Eski türklerde gündelik yaşam pratiği bizden çok farlıydı. Sokaklar onlar için sadece bir geçiş güzergahıydı ve sadece çarşıdan evinize yani asıl hayatınıza bir geçiş koridoru. Dapdar sokaklarda hayat yok . Hayatlar sadece duvarların ardında .Bugün o duvarların etekleri havaya kalktı ve altında ticaret haneler var .Yollar planlanmış doğrusal bir şekilde uzanan geniş caddeler oldu .Caddelerin kenarlarında rant oluşturan ticarethaneler var artık. Hayatlar sokaklara indi evlerde ise hayat kalmadı. Eski türk evlerinde sokak hizasında pencere bulamazsınız , bunun sebebi evin asıl sahibi olan evin hanımının mutfağının zemin katta olmasıdır. Mahremiyetten dolayı hiç pencere yoktur. Cumhuriyet sonrası kerpiç evlerde bu dediğim kıstası bulamayabilirsiniz ama bu evlerin aslı bu şekildedir. Bugün yaptığımız müstakil evlerde dahi yüksek bahçe duvarı yapamayız. Çünkü yönetmeliklerle sınırlıdır en fazla 1 metre . Ama halk bu durumu çeşitli yollarla aşmak zorunda kalmıştır. Eski türk evlerinde sokakla ve komşuyla göz teması üst katlardaki cumbalar ile sağlanıyordu. Evin hanımı Karşı karşıya gelmiş bu cumbalardaki pencereler sayesinde sokakla ve komşusuyla bağlantı kurabiliyordu. İlk tanışma bu cumbalarla. Birbirlerini önce izleyerek, sonra pencereyi açıp sohbet ederek, daha sonra birbirlerini kendi hayatlarında ağırlayarak komşuluk geliştiriyorlardı. Şimdi biz komşularımızla asansörde karşılaşsak bile o bağı kuramıyoruz. Bu komşuluk ilişkilerinin mekânsal bağlamda ki etkisidir. Ama tek sebebi bu demiyorum tabi ki. Neo liberalizmin etkileri komşuluk ilişkilerinin bozulmasının büyük sebeplerinden birisidir ama konumuzun dışında kalıyor.

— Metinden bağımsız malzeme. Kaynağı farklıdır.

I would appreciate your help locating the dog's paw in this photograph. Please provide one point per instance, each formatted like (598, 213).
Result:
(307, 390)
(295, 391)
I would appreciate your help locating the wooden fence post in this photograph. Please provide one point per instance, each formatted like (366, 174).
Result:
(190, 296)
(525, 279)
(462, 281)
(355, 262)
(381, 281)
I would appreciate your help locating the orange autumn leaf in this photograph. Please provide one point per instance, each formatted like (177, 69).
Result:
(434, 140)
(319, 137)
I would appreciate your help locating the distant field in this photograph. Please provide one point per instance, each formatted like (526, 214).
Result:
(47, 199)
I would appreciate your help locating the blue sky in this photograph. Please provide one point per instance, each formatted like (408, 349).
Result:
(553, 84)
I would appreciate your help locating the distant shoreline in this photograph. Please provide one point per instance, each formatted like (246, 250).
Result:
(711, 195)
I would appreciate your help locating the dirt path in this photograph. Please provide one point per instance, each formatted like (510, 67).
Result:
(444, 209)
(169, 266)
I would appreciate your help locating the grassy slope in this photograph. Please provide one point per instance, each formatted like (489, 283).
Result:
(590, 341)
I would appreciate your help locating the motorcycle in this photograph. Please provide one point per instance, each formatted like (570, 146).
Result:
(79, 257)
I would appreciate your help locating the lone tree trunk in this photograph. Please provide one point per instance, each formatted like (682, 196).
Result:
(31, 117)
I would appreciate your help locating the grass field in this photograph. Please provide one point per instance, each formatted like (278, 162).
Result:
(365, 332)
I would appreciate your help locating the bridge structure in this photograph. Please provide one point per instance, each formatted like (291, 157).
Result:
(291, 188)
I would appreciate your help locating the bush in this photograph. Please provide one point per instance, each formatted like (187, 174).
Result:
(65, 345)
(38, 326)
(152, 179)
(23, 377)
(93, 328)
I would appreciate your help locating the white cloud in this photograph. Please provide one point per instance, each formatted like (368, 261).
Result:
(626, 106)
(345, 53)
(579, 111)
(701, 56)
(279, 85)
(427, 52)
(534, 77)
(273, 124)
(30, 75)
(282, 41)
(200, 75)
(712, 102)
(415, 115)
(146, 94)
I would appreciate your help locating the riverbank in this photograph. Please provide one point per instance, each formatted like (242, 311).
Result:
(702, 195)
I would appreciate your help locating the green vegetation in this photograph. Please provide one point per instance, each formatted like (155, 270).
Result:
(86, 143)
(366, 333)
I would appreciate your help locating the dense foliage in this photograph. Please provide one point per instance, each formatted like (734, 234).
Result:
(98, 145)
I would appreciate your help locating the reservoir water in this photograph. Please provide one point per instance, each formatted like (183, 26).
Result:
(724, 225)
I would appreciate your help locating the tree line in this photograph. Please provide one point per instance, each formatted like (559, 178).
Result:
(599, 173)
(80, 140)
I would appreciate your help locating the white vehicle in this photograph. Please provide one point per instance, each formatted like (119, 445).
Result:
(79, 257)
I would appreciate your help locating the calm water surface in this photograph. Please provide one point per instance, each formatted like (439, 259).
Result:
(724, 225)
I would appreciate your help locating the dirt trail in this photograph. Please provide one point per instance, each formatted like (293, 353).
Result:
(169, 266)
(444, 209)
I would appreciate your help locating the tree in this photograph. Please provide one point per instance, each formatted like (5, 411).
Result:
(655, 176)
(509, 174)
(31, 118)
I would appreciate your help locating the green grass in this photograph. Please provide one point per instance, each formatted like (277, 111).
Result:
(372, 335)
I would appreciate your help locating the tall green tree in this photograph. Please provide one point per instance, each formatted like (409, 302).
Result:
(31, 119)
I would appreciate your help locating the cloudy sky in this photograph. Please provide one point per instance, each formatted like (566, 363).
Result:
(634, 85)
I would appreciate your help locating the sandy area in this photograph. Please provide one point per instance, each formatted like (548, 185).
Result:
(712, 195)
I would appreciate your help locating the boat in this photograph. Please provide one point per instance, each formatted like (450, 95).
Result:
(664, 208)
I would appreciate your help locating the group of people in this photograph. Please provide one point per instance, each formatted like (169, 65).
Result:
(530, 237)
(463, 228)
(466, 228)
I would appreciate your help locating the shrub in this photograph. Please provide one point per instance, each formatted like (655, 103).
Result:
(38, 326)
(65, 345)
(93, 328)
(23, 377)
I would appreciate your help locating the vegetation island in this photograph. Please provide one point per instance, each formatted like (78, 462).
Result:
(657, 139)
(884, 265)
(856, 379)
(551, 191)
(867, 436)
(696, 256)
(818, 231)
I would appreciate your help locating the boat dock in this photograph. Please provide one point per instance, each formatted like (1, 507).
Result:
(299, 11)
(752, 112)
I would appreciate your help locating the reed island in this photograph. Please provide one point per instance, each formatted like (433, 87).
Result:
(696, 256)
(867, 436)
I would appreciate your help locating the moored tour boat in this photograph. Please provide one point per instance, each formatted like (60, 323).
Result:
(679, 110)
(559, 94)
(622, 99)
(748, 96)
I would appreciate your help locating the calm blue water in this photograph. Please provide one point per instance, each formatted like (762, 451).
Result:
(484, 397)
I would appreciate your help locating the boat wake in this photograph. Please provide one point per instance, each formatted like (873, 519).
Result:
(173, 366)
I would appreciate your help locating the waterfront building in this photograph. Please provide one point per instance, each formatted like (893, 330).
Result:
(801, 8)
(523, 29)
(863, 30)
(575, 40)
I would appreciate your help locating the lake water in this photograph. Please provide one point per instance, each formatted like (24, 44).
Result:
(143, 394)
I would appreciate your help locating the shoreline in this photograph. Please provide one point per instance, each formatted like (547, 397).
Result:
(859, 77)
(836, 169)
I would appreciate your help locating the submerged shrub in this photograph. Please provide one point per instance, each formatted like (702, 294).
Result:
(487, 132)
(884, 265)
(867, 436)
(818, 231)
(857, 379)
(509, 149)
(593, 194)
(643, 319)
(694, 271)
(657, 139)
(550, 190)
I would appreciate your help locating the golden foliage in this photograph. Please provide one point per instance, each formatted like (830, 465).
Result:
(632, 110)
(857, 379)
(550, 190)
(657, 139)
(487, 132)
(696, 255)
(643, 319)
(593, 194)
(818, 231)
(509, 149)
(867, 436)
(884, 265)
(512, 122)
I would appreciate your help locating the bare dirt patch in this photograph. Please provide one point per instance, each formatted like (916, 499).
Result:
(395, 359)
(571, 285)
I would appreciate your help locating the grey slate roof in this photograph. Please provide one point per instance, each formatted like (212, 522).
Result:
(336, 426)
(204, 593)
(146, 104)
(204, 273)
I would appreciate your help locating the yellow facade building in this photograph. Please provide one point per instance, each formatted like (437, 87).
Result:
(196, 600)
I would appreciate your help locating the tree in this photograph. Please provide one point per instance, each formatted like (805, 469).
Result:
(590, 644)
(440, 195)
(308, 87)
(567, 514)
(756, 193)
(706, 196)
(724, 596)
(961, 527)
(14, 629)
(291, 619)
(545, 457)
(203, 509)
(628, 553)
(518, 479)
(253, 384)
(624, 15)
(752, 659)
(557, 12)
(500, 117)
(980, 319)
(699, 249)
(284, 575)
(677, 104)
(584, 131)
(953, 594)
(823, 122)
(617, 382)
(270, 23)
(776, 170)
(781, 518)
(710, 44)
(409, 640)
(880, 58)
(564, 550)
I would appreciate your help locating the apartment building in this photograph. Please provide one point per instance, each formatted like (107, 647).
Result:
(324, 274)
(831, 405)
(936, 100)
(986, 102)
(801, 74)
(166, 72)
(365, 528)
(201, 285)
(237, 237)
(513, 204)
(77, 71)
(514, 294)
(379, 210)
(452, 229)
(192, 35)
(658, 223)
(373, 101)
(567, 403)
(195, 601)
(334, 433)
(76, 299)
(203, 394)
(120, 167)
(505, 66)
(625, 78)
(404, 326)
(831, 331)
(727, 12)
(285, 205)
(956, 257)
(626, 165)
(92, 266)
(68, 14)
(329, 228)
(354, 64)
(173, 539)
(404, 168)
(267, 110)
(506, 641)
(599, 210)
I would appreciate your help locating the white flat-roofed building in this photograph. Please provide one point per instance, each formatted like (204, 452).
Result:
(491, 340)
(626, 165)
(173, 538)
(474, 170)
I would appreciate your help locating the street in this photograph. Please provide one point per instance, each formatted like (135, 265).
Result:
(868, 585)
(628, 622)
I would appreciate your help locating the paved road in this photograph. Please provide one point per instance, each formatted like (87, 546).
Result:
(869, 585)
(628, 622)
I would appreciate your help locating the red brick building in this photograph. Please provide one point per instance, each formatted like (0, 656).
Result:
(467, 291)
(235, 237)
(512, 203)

Eski türk evleri o zamanki türklerin hayat standardına göre inşa edildi. Bu estetiğin altında yatan çok organik sebepler vardı; ….kıble, güneş, mahremiyet, misafir, geniş aile, örf , o zaman ki yapı malzemesi (kerpiç ,ahşap ve taş gibi ) ve yapı tekniği. Bizim bugün bina tasarlarken dayandığımız kriterler ise ; Kazanç - (Arsa maliyeti + İnşaat maliyeti)= Kar
Biz tekrar bu güzel yapıları inşa edemeyiz ,etmemeliyiz de zaten. Betonarme yapıyla kerpiç evleri taklit etmek anlamsız. O eski yaşantılar gitti , neo liberalizmin esaretine düşmüş hayatlarla biz ancak üst üste ve yan yana dizilmiş para balyaları misali şehirler üretiriz, ne kadar kat çıkarsanız o kadar balya balya para kazanırsınız. Fakat yıllardır para kazanıyoruz ama bu para şehir hayatımızda refah getirmeyi geç , daha da kötüleştirdi. Bizim şehirlerimiz sanki batı dünyasının parasını düzensiz bir şekilde fırlatıp attığı atıl depoları gibi. Ranttan para üretip bu paraları ithalatla egemen ülkelerin çarkının işlemesine yardımcı olduk .Geri dönelim demiyorum, eski türk evlerini tekrar canlandıralım demiyorum…asla!. Yeni bir estetik üretelim diyorum .Bu estetik bina cephelerinde yaptığımız günü kurtarma süslemeleri olmuyor. Bu süslemeler kime göre ve neye göre güzel ? Yaptığımız bezemelerin hiçbir anlamı yok (para harcatmaktan başka..) ,itiraf edelim.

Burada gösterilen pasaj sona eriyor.